Empty German Stadiums
Soccer Games Cancelled in Saxony in Wake of Violence
A soccer riot in Leipzig on Saturday has led authorities to cancel games at every level this coming weekend in the entire state of Saxony. "Italian circumstances can't be tolerated," says the head of Germany's police union, referring to a policeman killed in an Italian soccer riot earlier this month.
Soccer officials in the German state of Saxony cancelled around 60 matches scheduled for this weekend in reaction to a riot by hooligans last Saturday. The decision comes in the wake of similar measures in Italy, where a policeman was killed by a hooligan during a riot in Sicily on Feb. 2.
"Cancelling games is a symbolic act," said Klaus Reichenbach, president of Saxony's soccer federation. "We had to send a message." And Saxony's interior minister Albrecht Buttolo said, "To me an empty stadium is a thousand times better than a policeman's funeral."

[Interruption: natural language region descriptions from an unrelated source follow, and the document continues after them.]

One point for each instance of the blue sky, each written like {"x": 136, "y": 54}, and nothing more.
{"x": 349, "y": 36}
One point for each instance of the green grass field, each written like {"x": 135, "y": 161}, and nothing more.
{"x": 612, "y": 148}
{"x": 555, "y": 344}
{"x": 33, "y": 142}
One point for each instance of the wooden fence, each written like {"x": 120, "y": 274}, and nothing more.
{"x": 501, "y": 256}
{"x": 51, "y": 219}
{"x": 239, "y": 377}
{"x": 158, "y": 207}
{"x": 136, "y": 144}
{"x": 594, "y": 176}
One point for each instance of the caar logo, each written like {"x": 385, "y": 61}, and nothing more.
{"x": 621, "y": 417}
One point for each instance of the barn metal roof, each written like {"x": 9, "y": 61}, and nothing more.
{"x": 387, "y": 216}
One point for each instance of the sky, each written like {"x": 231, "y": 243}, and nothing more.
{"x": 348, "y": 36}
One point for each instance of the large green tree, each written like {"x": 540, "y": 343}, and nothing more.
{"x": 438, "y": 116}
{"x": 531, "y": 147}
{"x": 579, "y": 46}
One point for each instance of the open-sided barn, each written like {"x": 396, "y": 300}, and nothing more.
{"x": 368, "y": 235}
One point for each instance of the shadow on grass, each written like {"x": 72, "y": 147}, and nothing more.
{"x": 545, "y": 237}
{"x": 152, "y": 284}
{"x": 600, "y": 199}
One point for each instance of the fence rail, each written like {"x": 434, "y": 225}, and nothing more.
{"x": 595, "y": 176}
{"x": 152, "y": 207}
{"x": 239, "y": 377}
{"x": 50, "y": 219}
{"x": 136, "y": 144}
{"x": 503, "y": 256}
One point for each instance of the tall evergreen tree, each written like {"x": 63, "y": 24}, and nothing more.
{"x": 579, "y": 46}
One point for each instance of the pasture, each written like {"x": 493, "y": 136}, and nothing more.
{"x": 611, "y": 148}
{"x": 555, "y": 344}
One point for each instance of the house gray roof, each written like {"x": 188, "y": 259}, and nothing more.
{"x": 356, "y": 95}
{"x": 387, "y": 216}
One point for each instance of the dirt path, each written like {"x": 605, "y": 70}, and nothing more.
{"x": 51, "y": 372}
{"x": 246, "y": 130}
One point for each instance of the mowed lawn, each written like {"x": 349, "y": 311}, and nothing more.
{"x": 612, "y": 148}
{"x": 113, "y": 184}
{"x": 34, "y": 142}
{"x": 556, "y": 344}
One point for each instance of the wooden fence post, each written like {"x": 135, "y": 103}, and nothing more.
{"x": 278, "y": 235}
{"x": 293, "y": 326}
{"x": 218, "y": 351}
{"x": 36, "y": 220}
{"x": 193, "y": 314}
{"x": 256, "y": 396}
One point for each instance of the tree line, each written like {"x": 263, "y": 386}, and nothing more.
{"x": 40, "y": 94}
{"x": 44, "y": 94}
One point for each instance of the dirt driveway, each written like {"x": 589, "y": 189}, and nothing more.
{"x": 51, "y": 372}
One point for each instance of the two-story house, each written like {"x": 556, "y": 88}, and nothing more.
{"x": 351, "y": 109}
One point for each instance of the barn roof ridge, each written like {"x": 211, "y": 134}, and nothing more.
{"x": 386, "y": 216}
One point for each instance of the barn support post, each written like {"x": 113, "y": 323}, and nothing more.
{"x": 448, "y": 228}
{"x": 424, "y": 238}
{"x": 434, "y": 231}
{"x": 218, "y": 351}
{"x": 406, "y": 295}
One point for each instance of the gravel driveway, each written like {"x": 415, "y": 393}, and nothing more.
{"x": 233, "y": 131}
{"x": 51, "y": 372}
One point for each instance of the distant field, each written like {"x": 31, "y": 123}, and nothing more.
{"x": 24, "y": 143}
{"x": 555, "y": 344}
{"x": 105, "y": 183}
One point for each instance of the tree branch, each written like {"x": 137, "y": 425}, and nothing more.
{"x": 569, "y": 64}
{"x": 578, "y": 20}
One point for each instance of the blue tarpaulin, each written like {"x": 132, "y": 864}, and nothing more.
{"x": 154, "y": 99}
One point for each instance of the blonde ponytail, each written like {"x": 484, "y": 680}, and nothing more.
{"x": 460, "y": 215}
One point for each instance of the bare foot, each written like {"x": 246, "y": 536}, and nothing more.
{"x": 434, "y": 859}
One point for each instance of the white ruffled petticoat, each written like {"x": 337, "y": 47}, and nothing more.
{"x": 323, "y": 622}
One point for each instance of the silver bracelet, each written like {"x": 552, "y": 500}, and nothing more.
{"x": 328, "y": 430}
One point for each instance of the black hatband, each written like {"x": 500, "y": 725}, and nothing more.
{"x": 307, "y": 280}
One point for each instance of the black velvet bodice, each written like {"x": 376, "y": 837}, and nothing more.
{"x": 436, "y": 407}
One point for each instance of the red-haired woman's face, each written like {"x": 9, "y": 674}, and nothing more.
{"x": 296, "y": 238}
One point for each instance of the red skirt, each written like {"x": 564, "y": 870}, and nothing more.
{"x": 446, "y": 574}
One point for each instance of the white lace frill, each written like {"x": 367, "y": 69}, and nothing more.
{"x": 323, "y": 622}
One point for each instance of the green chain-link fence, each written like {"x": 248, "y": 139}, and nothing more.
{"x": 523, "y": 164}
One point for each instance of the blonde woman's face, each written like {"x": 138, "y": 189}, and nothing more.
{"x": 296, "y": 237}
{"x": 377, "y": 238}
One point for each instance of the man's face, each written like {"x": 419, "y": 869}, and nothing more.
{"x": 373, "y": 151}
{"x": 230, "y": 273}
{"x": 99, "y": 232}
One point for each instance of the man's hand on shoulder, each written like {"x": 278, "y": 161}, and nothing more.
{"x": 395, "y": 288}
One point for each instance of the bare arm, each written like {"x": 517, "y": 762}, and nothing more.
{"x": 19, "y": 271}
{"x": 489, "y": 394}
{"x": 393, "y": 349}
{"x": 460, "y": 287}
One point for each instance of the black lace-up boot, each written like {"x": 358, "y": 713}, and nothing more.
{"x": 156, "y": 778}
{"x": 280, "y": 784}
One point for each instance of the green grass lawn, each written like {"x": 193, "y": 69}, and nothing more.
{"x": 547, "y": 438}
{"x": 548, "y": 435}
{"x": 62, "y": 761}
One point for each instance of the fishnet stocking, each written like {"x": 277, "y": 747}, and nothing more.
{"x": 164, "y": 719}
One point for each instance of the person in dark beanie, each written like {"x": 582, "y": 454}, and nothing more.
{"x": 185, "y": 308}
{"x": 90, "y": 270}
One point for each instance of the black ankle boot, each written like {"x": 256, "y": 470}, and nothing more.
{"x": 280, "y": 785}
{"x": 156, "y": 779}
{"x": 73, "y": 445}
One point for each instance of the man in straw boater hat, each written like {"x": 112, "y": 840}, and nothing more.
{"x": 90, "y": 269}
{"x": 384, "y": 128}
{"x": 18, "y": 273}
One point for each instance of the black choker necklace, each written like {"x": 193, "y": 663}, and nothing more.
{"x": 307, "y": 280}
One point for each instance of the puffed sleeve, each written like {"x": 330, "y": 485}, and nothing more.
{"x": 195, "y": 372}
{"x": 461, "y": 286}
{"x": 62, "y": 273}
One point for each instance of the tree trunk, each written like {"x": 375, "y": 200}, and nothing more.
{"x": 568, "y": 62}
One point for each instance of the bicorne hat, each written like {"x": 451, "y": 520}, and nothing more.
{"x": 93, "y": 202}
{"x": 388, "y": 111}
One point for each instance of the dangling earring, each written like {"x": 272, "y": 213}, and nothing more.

Both local police and soccer players were upset by the violence in Leipzig on Satuday, when some 800 fans of FC Lokomotive Leipzig attacked 300 police officers, apparently in frustration because their team lost. Police said 36 officers and six fans were injured and 21 police vehicles were vandalized. "There could have been deaths," said Konrad Freiburg, head of Germany's police union, who said officers felt targeted by the rioters.
"Italian circumstances," he added, "can't be tolerated."
Italian policeman Filippo Raciti lost his life during a soccer riot in Sicily on Febr. 2 when a hooligan threw a bathroom sink at his head. The suspect is a 17-year-old neo-fascist. Italian Prime Minister Romano Prodi said hooligans had turned a national pastime into "a guerilla war," and his government ordered suspension of all games for over a week. Play resumed last weekend, but only six Italian stadiums were deemed safe enough to let spectators in. All other matches -- in more than 25 stadiums nationwide -- played to empty seats.
Hooligan violence is often political, and riots have been on the rise in Europe since Germany hosted a
largely peaceful World Cup in 2006. Saxony has been especially troubled, and Germany's national soccer federation president Theo Zwanziger threatened to cancel all play there if hooligans don't behave. If we cant stop the violence in the end, despite all our efforts," he said, "then we cant allow football to be played there anymore."